“Government bonds have provided a buffer against equity market sell-offs for much of the post-crisis period,” writes Richard Turnill, global chief investment strategist at BlackRock Investment Institute. “Bond prices have tended to go up when stock prices have gone down and vice versa, displaying a negative correlation on average.”
According to Turnill, this pattern played out again early last week when North Korea-related geopolitical concerns escalated.
Turnill says this is a “timely reminder to diversify equity risk via an allocation to government bonds.”
“This is especially true at a time when some investors have lost faith in this principle following several notable episodes in recent years when stock and bond prices moved together,” he added.
For example: the “taper tantrum” of 2013 in response to Federal Reserve hints about tapering and the 2015 spike in German bond yields. According to Turnill, in these episodes, rapidly rising rates undermined confidence in equity markets, which resulted in bond allocations amplifying rather than reducing portfolio losses.
“Fears of similar upsets appear to be holding back investment flows into government bonds, while thirst for income has boosted other fixed income assets such as credit,” Turnill explains. “A fear of rates rising from historically low levels also may be contributing.”
However, in Turnill’s view, market movements early last week highlight how government bonds can still offer portfolio diversification benefits few other assets can.
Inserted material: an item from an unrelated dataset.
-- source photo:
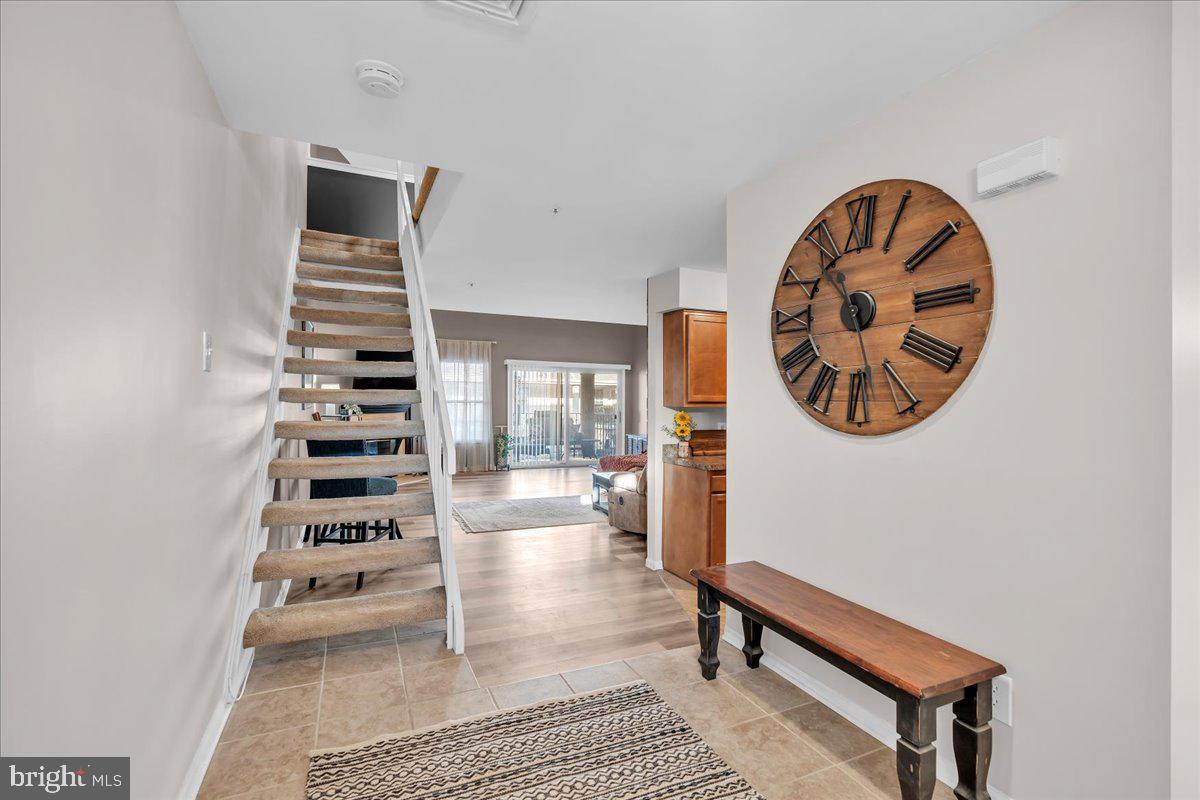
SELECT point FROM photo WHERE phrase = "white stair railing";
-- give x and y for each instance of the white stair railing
(438, 435)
He also notes that rates have reversed this year from their post-U.S. election surge.
“Our analysis shows government bonds have provided positive returns during periods of significant equity declines, upholding their diversifying role,” Turnill writes. “Of the 22 months since 2010 that featured negative U.S. equity returns, bonds notched positive returns in each month in which equities fell 2.5% or more.”
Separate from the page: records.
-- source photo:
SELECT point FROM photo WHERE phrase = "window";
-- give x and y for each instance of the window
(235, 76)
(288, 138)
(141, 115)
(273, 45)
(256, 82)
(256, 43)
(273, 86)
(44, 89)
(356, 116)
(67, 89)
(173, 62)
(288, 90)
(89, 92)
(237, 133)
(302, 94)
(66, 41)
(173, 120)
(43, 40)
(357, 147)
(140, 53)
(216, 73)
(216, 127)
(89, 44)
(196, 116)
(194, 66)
The one exception to that was during the taper tantrum, he notes.
Turnill does expect interest rates to rise — “albeit at a very slow pace as U.S. and eurozone monetary policies gradually normalize,” he says.
Because of this, he says to expect low or negative returns for government bonds globally in the medium term. For diversification purposes, he advocates strategic allocations to government bonds including Treasury inflation-protected securities, known as TIPS — even in the case where bonds underperform cash.
“We do not advocate large cash allocations, as cash dampens but does not diversify equity risk,” he adds.